Líder do tráfico do Aglomerado da Serra é preso em condomínio de luxo na Bahia, diz PCMG

Homem de 46 anos, foragido e com mandado por homicídio qualificado, foi localizado em casa de alto padrão em condomínio fechado na praia de Guaratiba, em Prado (BA).

08/02/2026 às 09:14 por Redação Plox

Um homem de 46 anos, apontado pela Polícia Civil de Minas Gerais (PCMG) como uma das principais lideranças do tráfico de drogas no Aglomerado da Serra, na região Centro-Sul de Belo Horizonte, foi preso nesta quinta-feira (5) no sul da Bahia.
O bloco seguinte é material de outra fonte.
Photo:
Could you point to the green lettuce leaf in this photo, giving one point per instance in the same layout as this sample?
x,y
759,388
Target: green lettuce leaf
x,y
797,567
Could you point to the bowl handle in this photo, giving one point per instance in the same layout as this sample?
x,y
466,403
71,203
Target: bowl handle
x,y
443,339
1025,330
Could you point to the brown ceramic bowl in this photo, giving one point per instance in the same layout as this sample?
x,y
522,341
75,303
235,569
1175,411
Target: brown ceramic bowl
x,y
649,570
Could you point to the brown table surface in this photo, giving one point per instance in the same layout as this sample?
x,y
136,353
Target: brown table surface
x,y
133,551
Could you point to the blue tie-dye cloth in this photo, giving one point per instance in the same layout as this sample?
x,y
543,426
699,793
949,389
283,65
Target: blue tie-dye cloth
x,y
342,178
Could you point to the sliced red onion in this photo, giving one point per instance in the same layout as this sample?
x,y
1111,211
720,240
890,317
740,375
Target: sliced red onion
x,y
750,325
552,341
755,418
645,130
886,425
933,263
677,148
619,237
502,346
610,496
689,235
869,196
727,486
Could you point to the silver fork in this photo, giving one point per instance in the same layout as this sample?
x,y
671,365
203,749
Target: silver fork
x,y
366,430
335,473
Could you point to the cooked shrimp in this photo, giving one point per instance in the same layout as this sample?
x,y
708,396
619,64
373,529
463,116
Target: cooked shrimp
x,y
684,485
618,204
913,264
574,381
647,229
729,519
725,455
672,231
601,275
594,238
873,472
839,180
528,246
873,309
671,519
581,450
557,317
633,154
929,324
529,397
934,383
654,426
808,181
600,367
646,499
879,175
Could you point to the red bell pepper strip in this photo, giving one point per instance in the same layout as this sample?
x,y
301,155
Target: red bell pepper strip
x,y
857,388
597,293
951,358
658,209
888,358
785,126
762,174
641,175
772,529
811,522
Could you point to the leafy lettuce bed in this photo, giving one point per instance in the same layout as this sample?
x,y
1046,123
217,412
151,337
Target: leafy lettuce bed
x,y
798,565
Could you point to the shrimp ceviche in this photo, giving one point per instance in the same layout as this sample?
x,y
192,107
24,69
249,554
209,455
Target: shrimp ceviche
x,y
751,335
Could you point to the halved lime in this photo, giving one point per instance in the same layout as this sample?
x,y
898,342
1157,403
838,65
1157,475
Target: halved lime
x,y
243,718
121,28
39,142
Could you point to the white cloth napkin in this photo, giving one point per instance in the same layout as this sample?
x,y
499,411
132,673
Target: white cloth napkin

Segundo a corporação, Marcélio Alves de Souza, conhecido como "Tchelo", ele estava foragido e tinha mandado de prisão preventiva por homicídio qualificado.

Delegado do caso falou sobre a operação

Delegado do caso falou sobre a operação

Foto: Reprodução



De acordo com a investigação, o suspeito foi localizado em uma casa de alto padrão em um condomínio fechado na praia de Guaratiba, no município de Prado (BA), onde vivia enquanto, ainda segundo a PCMG, mantinha o controle remoto das atividades criminosas em Minas.

O que a polícia apura

A PCMG afirma que a prisão é resultado de trabalho de inteligência conduzido pelo Departamento Estadual de Investigação de Crimes Contra o Patrimônio (Depatri). O delegado Felipe Costa Marques de Freitas disse que o alvo era considerado “prioritário” e tinha histórico de mais de 30 anos de envolvimento com tráfico, homicídios e crime organizado.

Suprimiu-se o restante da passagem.